Score: 0

Simultaneous Pick and Place Detection by Combining SE(3) Diffusion Models with Differential Kinematics

Published: April 28, 2025 | arXiv ID: 2504.19502v2

By: Tianyi Ko , Takuya Ikeda , Balazs Opra and more

Potential Business Impact:

Teaches robots to grab and move things better.

Business Areas:

Indoor Positioning Navigation and Mapping

Grasp detection methods typically target the detection of a set of free-floating hand poses that can grasp the object. However, not all of the detected grasp poses are executable due to physical constraints. Even though it is straightforward to filter invalid grasp poses in the post-process, such a two-staged approach is computationally inefficient, especially when the constraint is hard. In this work, we propose an approach to take the following two constraints into account during the grasp detection stage, namely, (i) the picked object must be able to be placed with a predefined configuration without in-hand manipulation (ii) it must be reachable by the robot under the joint limit and collision-avoidance constraints for both pick and place cases.

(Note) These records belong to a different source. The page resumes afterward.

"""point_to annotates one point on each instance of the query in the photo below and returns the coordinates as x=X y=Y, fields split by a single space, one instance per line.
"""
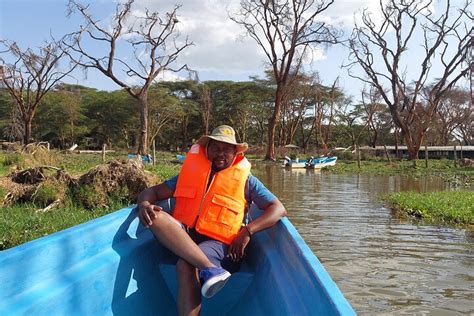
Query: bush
x=48 y=192
x=11 y=159
x=88 y=197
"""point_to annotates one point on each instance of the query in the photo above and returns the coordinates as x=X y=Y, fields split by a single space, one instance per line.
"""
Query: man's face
x=220 y=154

Our key idea is to train an SE(3) grasp diffusion network to estimate the noise in the form of spatial velocity, and constrain the denoising process by a multi-target differential inverse kinematics with an inequality constraint, so that the states are guaranteed to be reachable and placement can be performed without collision. In addition to an improved success ratio, we experimentally confirmed that our approach is more efficient and consistent in computation time compared to a naive two-stage approach.